Schools to get faster access to Internet Balto. Co. to be among first recipients of plan by cable TV industry

Fiber optics to be used

New system replaces copper wire, giving quicker service

July 10, 1996|By Timothy J. Mullaney and Marego Athans | Timothy J. Mullaney and Marego Athans,SUN STAFF

Baltimore County will be one of the first areas targeted by a nationwide effort by the cable television industry to equip nearly every school in the nation with a high-speed cable TV modem and access to the Internet.

At a Washington news conference, executives of an array of cable companies said yesterday that the school giveaways will follow the expansion of the industry's network of fiber-optic cable, which is gradually replacing older copper wire-based transmission.

They plan to give away 3,000 systems to schools in 60 communities during the first year of the program, including Baltimore County, and expand it gradually as fiber-optic cable replaces copper-based systems.

Officials of Comcast Corp., which serves Baltimore County and parts of Harford and Howard counties, said the first systems should be in Baltimore County schools as early as this fall. But details of how fast the network will spread are still being worked out.

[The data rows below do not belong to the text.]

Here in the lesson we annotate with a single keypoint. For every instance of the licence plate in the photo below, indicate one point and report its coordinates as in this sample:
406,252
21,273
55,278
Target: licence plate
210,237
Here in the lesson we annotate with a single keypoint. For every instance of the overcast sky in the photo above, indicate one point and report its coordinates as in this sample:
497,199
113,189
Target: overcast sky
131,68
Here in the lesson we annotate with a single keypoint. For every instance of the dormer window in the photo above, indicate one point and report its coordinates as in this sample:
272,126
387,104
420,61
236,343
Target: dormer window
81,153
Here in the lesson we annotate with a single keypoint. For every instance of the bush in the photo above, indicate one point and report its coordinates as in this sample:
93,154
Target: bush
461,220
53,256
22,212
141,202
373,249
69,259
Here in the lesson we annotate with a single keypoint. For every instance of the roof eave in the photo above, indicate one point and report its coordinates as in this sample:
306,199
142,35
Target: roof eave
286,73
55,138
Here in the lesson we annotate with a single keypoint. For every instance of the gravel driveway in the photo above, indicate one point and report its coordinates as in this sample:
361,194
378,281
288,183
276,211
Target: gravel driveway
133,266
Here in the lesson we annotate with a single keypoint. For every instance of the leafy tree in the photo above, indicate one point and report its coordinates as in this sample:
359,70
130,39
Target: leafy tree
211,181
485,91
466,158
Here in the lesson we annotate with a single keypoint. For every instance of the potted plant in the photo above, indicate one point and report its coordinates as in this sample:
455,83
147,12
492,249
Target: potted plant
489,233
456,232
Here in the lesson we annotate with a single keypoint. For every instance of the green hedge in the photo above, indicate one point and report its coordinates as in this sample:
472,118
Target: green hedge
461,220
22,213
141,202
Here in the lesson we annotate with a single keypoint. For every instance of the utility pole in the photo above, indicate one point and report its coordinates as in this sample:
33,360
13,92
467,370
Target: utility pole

"We're in discussions with Baltimore County schools about which [school] makes sense" to be the first to get the system, said Jay Gamble, Comcast's area vice president for metropolitan Baltimore. He said Comcast's $100 million fiber-optic upgrade of its Baltimore operations will be finished by 1998.

A spokeswoman for Tele-Communications Inc., which provides cable service to Baltimore, said the company hopes to begin hooking up city schools by late 1997.

The effort is one of many by telecommunications companies to link schools to the Internet. For example, Gov. Parris N. Glendening last month announced a $52.8 million plan to link Maryland schools to the Internet by year's end, among other computer-related initiatives. Companies in the computer, telephone service, telephone equipment and Internet access businesses are all part of that plan.

Combined with cable modems that take advantage of cable's wide spectrum for transmitting data, the fiber-optic cables will let schoolchildren communicate much faster and much more broadly, and will let many more of them use the Internet at one time than current systems allow.

"The ability to move images and graphics over fiber is phenomenal," said Thomas W. Small, director of technology for Harford County schools. "That's the next frontier. Can you imagine children in Harford County being able to communicate with children in Africa and Asia, in real-time format? It opens some incredible possibilities."

Comcast executives said the cable modems transmit data over cable lines up to 1,000 times faster than modems that use conventional telephone wires. But because the design of cable modems requires many users to share one cable line, which slows transmissions, they may only be 300 times faster than today's systems in ordinary use.

That may make little difference for some users transmitting simple text, but it can greatly change the computing life of someone who downloads pictures and other more complicated data from the Internet.

"The difference is between minutes and seconds," said Kieran Taylor, a broadband consultant with TeleChoice Inc. of Verona, N.J. "Downloading a picture from the Internet can take three to five minutes. With a cable modem, it can be 10 seconds."

While officials at Comcast's corporate headquarters insisted that their motives for the program are strictly altruistic, others see a commercial purpose behind the giveaway as well.

The cable modem is at the heart of the cable industry's hopes to push into the local telephone service business. The industry openly hopes that the new modems' ability to transmit data faster than ordinary phones will give cable companies a foothold in the phone market and that giving the service to students will be a way of cementing customer loyalties early.

This strategy has precedents in high-tech and new media: Apple Computer Corp. gained customers by giving computers to schools, and professional database operations like Lexis-Nexis often give away their services at law schools as marketing tools.

"I think that's essentially on target," said David Nevins, a spokesman for Comcast's local operations. "You could see it as both a community service venture and a marketing venture."

But phone companies hardly plan to turn over their business to Comcast without a fight. Executives of Bell Atlantic Corp. touted their own high-speed Integrated Service Digital Network, which transmits at least four times faster than ordinary modems and is already widely available.

They added that phone companies are working on a next-generation technology, called Asymmetric Digital Subscriber Lines, which they say will be faster than cable modems and offer greater quality and flexibility. Bell Atlantic Vice President Curt Koeppen said ADSL should be ready by mid- to late 1997.

"ADSL will probably garner more of the Internet access market than cable modems," Taylor predicted.

"Everyone is wondering what is going to happen," he said. "There's a lot of money behind each approach."

More than 30 of Baltimore County's 160 schools already have Internet access, though not the high-speed kind Comcast is planning. At some schools, access is available only at one computer; others provide it at various sites throughout the school.

In Howard County, 12 schools currently have Internet access. The county plans to provide access to all 60 schools by the end of this year.

Five of Harford County's 49 schools have direct Internet access. Each school has a gateway through the state library access system.